Les entreprises peuvent déléguer du pouvoir, elles ne peuvent pas donner l’autorité. Cela ouvre un champ très intéressant, où il va s’agir de donner le pouvoir à ceux dont on a vérifié auparavant qu’ils ont de l’autorité. Les choses sont plus compliquées quand on recrute en dehors de l’entreprise. Là on ne connaît pas l’autorité de la personne, mais on connaît le pouvoir qu’on est prêt à lui donner. C’est une question très compliquée, car une personne qui a le pouvoir mais pas d’autorité vire dans l’autoritarisme, qui, en dépit de son nom, est la marque de l’absence totale d’autorité.  
Pour finir, qu’est-ce qu’un bon manager selon un philosophe ?
Avant tout, c’est une personne qui aime les Hommes et qui croît en eux. Il sait qu’il est obligé de travailler avec eux, de répartir les tâches entre eux… Il ne peut pas se passer d’eux. Si on pense que les Hommes ne sont que des ressources capitalisables, on risque de créer du ressentiment et il est peu probable qu’on soit un bon manager.

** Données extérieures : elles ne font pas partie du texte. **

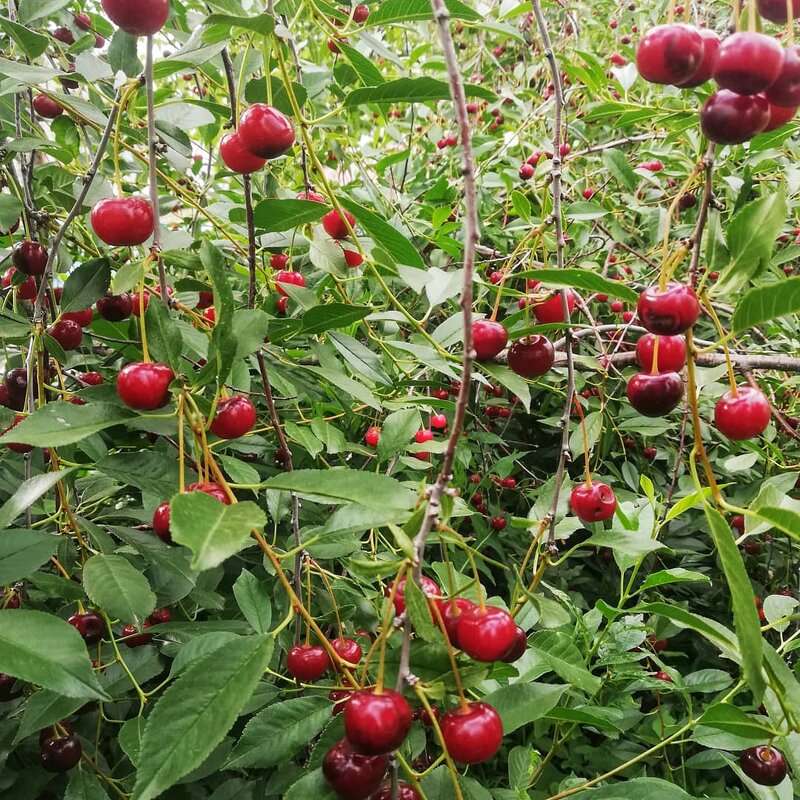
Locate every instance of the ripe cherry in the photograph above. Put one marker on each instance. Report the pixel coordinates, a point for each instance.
(669, 54)
(237, 157)
(307, 662)
(743, 415)
(351, 775)
(265, 131)
(486, 634)
(763, 764)
(235, 417)
(140, 18)
(671, 355)
(531, 356)
(472, 735)
(748, 62)
(668, 312)
(144, 386)
(655, 395)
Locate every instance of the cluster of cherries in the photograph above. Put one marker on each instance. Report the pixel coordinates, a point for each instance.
(759, 81)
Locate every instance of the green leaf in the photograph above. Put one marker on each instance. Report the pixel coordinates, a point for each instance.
(86, 284)
(410, 90)
(114, 585)
(275, 735)
(212, 530)
(28, 493)
(385, 235)
(196, 711)
(342, 485)
(767, 303)
(745, 613)
(43, 649)
(60, 423)
(23, 552)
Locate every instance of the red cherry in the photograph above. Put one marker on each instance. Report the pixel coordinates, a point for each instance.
(140, 18)
(30, 258)
(235, 417)
(671, 355)
(144, 386)
(730, 118)
(655, 395)
(67, 333)
(472, 735)
(748, 62)
(763, 764)
(237, 157)
(377, 723)
(335, 226)
(351, 775)
(486, 634)
(744, 415)
(123, 221)
(669, 54)
(307, 662)
(489, 338)
(46, 107)
(593, 503)
(265, 131)
(670, 312)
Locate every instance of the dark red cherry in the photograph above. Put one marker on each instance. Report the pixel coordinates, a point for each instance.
(743, 415)
(668, 312)
(669, 54)
(235, 417)
(472, 735)
(593, 503)
(671, 355)
(488, 338)
(748, 62)
(351, 775)
(655, 395)
(377, 723)
(486, 634)
(307, 662)
(763, 764)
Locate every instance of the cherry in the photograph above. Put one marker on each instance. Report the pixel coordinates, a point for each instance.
(30, 258)
(91, 626)
(486, 634)
(671, 355)
(265, 131)
(531, 356)
(472, 735)
(307, 662)
(140, 18)
(744, 414)
(161, 523)
(144, 386)
(377, 723)
(669, 54)
(235, 417)
(334, 224)
(730, 118)
(67, 333)
(123, 221)
(748, 62)
(593, 502)
(46, 107)
(115, 307)
(668, 312)
(763, 764)
(488, 338)
(655, 395)
(352, 776)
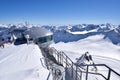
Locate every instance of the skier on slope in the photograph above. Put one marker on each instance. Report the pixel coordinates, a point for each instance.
(86, 59)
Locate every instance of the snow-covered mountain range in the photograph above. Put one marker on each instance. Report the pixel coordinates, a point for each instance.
(70, 33)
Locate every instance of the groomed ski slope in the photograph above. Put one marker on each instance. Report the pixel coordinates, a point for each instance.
(103, 51)
(21, 62)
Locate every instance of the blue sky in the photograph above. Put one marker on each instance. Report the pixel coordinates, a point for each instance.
(60, 11)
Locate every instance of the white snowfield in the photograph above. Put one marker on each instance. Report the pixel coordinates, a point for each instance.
(103, 51)
(21, 63)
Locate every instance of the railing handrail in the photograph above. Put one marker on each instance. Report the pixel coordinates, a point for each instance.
(67, 63)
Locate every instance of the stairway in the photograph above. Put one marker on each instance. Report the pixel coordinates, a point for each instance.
(75, 72)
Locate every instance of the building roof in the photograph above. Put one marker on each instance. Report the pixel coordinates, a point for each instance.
(36, 32)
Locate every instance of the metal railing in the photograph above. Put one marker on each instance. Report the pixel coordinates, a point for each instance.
(77, 73)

Un bon manager c’est quelqu’un qui sait reconnaître l’Autre dans toutes ces dimensions, c’est-à-dire ses compétences mais aussi ses sentiments, ses émotions, ses angoisses, ses désirs… Un bon manager doit être capable d’humanisme intégral. Il sait qu’il faut compter avec l’Autre, qu’il faut lui faire confiance malgré tout ce qu’il peut avoir de fragile, limité, pénible. Car il sait qu’il a lui aussi les mêmes limites.